Along with the automatic report generation, this has proven an immensely powerful tool which makes grading much simpler. In future versions, I’ll look into making the interface preservation more intelligent, so it is allowed to change a declaration from “var a: INT” to “var a, b: INT” and so it is not allowed to add arcs to places/transitions on interface pages that are not intended to be modified. I’ll also check that information flows correctly, i.e., that an interface place is not used for temporary storage. I’ll also add more sanity checks, such as token preservation, i.e., that no tokens are produced/consumed except when allowed, so no resources are consumed, produced or leaked. I’ll also add a new grader for doing performance analysis, including running simulation repetitions and automatically including the performance report in the final report.

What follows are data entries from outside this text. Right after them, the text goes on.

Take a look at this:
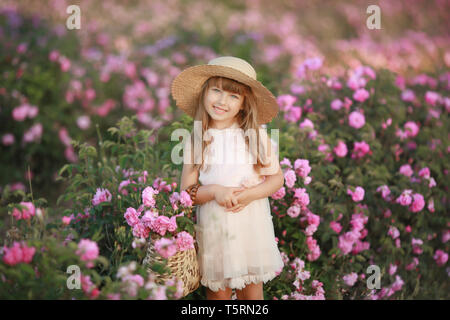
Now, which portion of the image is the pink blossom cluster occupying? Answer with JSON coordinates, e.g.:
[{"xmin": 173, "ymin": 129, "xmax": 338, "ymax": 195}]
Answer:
[
  {"xmin": 348, "ymin": 110, "xmax": 366, "ymax": 129},
  {"xmin": 155, "ymin": 231, "xmax": 194, "ymax": 259},
  {"xmin": 92, "ymin": 188, "xmax": 112, "ymax": 206},
  {"xmin": 395, "ymin": 189, "xmax": 425, "ymax": 212},
  {"xmin": 281, "ymin": 258, "xmax": 325, "ymax": 300},
  {"xmin": 3, "ymin": 241, "xmax": 36, "ymax": 266},
  {"xmin": 433, "ymin": 249, "xmax": 448, "ymax": 267},
  {"xmin": 75, "ymin": 239, "xmax": 99, "ymax": 268},
  {"xmin": 351, "ymin": 141, "xmax": 372, "ymax": 159},
  {"xmin": 23, "ymin": 123, "xmax": 43, "ymax": 143},
  {"xmin": 12, "ymin": 103, "xmax": 39, "ymax": 121},
  {"xmin": 12, "ymin": 201, "xmax": 36, "ymax": 220},
  {"xmin": 347, "ymin": 186, "xmax": 365, "ymax": 202},
  {"xmin": 338, "ymin": 213, "xmax": 370, "ymax": 255}
]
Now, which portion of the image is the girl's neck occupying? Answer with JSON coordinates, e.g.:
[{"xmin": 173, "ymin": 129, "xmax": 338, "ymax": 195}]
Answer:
[{"xmin": 211, "ymin": 119, "xmax": 237, "ymax": 130}]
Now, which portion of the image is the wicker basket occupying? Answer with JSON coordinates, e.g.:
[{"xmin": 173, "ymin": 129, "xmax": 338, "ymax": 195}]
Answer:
[{"xmin": 143, "ymin": 232, "xmax": 200, "ymax": 297}]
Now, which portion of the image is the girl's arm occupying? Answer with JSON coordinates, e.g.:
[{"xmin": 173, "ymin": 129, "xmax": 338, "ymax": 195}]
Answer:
[
  {"xmin": 248, "ymin": 168, "xmax": 284, "ymax": 200},
  {"xmin": 180, "ymin": 163, "xmax": 217, "ymax": 205}
]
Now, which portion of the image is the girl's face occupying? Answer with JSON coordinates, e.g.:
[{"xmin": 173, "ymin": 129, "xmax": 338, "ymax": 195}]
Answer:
[{"xmin": 204, "ymin": 86, "xmax": 244, "ymax": 129}]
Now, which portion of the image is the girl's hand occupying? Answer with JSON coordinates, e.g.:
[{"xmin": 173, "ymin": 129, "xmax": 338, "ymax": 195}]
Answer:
[
  {"xmin": 214, "ymin": 185, "xmax": 244, "ymax": 208},
  {"xmin": 226, "ymin": 188, "xmax": 254, "ymax": 213}
]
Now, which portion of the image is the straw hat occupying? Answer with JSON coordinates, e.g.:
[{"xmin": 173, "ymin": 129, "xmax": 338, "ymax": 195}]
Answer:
[{"xmin": 171, "ymin": 56, "xmax": 278, "ymax": 124}]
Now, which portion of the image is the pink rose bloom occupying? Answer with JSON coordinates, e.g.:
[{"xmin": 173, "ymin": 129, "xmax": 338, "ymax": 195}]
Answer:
[
  {"xmin": 133, "ymin": 222, "xmax": 150, "ymax": 239},
  {"xmin": 353, "ymin": 88, "xmax": 369, "ymax": 102},
  {"xmin": 419, "ymin": 167, "xmax": 430, "ymax": 179},
  {"xmin": 425, "ymin": 91, "xmax": 441, "ymax": 107},
  {"xmin": 388, "ymin": 226, "xmax": 400, "ymax": 239},
  {"xmin": 391, "ymin": 275, "xmax": 404, "ymax": 291},
  {"xmin": 142, "ymin": 187, "xmax": 159, "ymax": 207},
  {"xmin": 151, "ymin": 216, "xmax": 173, "ymax": 236},
  {"xmin": 92, "ymin": 188, "xmax": 112, "ymax": 206},
  {"xmin": 404, "ymin": 121, "xmax": 419, "ymax": 138},
  {"xmin": 399, "ymin": 164, "xmax": 414, "ymax": 177},
  {"xmin": 298, "ymin": 119, "xmax": 314, "ymax": 129},
  {"xmin": 61, "ymin": 216, "xmax": 72, "ymax": 226},
  {"xmin": 347, "ymin": 186, "xmax": 364, "ymax": 202},
  {"xmin": 294, "ymin": 188, "xmax": 309, "ymax": 207},
  {"xmin": 284, "ymin": 169, "xmax": 297, "ymax": 188},
  {"xmin": 287, "ymin": 206, "xmax": 300, "ymax": 218},
  {"xmin": 330, "ymin": 221, "xmax": 342, "ymax": 233},
  {"xmin": 3, "ymin": 241, "xmax": 36, "ymax": 266},
  {"xmin": 294, "ymin": 159, "xmax": 311, "ymax": 178},
  {"xmin": 389, "ymin": 263, "xmax": 397, "ymax": 276},
  {"xmin": 333, "ymin": 141, "xmax": 348, "ymax": 158},
  {"xmin": 376, "ymin": 185, "xmax": 391, "ymax": 200},
  {"xmin": 348, "ymin": 111, "xmax": 366, "ymax": 129},
  {"xmin": 409, "ymin": 193, "xmax": 425, "ymax": 212},
  {"xmin": 124, "ymin": 207, "xmax": 140, "ymax": 227},
  {"xmin": 338, "ymin": 231, "xmax": 358, "ymax": 255},
  {"xmin": 277, "ymin": 94, "xmax": 297, "ymax": 111},
  {"xmin": 441, "ymin": 230, "xmax": 450, "ymax": 243},
  {"xmin": 59, "ymin": 56, "xmax": 70, "ymax": 72},
  {"xmin": 270, "ymin": 187, "xmax": 286, "ymax": 200},
  {"xmin": 395, "ymin": 189, "xmax": 412, "ymax": 206},
  {"xmin": 433, "ymin": 250, "xmax": 448, "ymax": 267},
  {"xmin": 342, "ymin": 272, "xmax": 358, "ymax": 287},
  {"xmin": 402, "ymin": 89, "xmax": 416, "ymax": 102},
  {"xmin": 284, "ymin": 106, "xmax": 302, "ymax": 123},
  {"xmin": 411, "ymin": 238, "xmax": 423, "ymax": 254},
  {"xmin": 2, "ymin": 133, "xmax": 15, "ymax": 146},
  {"xmin": 23, "ymin": 123, "xmax": 43, "ymax": 143},
  {"xmin": 12, "ymin": 201, "xmax": 36, "ymax": 220},
  {"xmin": 176, "ymin": 231, "xmax": 194, "ymax": 251},
  {"xmin": 352, "ymin": 141, "xmax": 370, "ymax": 159},
  {"xmin": 155, "ymin": 238, "xmax": 177, "ymax": 259},
  {"xmin": 48, "ymin": 50, "xmax": 59, "ymax": 62},
  {"xmin": 77, "ymin": 116, "xmax": 91, "ymax": 130},
  {"xmin": 75, "ymin": 239, "xmax": 99, "ymax": 268},
  {"xmin": 180, "ymin": 190, "xmax": 192, "ymax": 207},
  {"xmin": 331, "ymin": 99, "xmax": 344, "ymax": 110}
]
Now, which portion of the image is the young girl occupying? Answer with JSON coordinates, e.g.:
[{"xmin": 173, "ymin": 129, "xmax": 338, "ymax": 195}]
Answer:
[{"xmin": 172, "ymin": 56, "xmax": 284, "ymax": 300}]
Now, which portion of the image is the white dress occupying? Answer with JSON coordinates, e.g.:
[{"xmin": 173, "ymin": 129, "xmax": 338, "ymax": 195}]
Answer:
[{"xmin": 184, "ymin": 123, "xmax": 283, "ymax": 292}]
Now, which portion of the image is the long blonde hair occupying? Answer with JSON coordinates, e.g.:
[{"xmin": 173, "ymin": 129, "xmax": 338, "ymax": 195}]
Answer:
[{"xmin": 185, "ymin": 77, "xmax": 271, "ymax": 173}]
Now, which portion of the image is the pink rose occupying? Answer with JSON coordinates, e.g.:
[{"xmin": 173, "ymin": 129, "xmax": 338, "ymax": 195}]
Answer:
[
  {"xmin": 330, "ymin": 221, "xmax": 342, "ymax": 233},
  {"xmin": 75, "ymin": 239, "xmax": 99, "ymax": 268},
  {"xmin": 142, "ymin": 187, "xmax": 159, "ymax": 207},
  {"xmin": 347, "ymin": 186, "xmax": 364, "ymax": 202},
  {"xmin": 124, "ymin": 208, "xmax": 140, "ymax": 227},
  {"xmin": 270, "ymin": 187, "xmax": 286, "ymax": 200},
  {"xmin": 287, "ymin": 206, "xmax": 300, "ymax": 218},
  {"xmin": 12, "ymin": 202, "xmax": 36, "ymax": 220},
  {"xmin": 348, "ymin": 111, "xmax": 366, "ymax": 129},
  {"xmin": 409, "ymin": 193, "xmax": 425, "ymax": 212},
  {"xmin": 176, "ymin": 231, "xmax": 194, "ymax": 251},
  {"xmin": 284, "ymin": 169, "xmax": 297, "ymax": 188},
  {"xmin": 92, "ymin": 188, "xmax": 112, "ymax": 206},
  {"xmin": 155, "ymin": 238, "xmax": 177, "ymax": 259},
  {"xmin": 342, "ymin": 272, "xmax": 358, "ymax": 287},
  {"xmin": 353, "ymin": 88, "xmax": 369, "ymax": 102},
  {"xmin": 333, "ymin": 141, "xmax": 348, "ymax": 158}
]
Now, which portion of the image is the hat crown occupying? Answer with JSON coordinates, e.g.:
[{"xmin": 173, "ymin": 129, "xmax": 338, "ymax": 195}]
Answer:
[{"xmin": 208, "ymin": 56, "xmax": 256, "ymax": 80}]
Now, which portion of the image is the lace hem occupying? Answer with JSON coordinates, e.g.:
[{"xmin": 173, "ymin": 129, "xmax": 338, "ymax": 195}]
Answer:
[{"xmin": 200, "ymin": 272, "xmax": 278, "ymax": 292}]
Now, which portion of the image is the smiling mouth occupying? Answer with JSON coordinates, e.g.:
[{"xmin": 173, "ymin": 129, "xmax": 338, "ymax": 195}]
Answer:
[{"xmin": 214, "ymin": 106, "xmax": 227, "ymax": 114}]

I’ll also put some effort in making two new user interfaces for the tool: one for testing BTL formulae and one for students. The current workflow of testing formulae is absolutely annoying: start the grader, set up a grading process (at least 3 fields), load at least one model, run simulations, export report, and finally locate error, fix script and start from the beginning. The new tool will allow you to specify a base model, a location of models, a location of a script, and to repeatedly run the generation. The report will be viewable from within the tool. Maybe it will even be possible to edit the formula from within the tool. Models will not have to be reloaded. The student interface will allow students to run (restricted versions of) test-scripts and remove the most grave errors before handing in. Further in the future, I’ll look into making a web-service for performing tests, so students just upload their model and get immediate feedback.

While the tool is already very useful, I plan to actively extend it, and I’m very open to suggestions!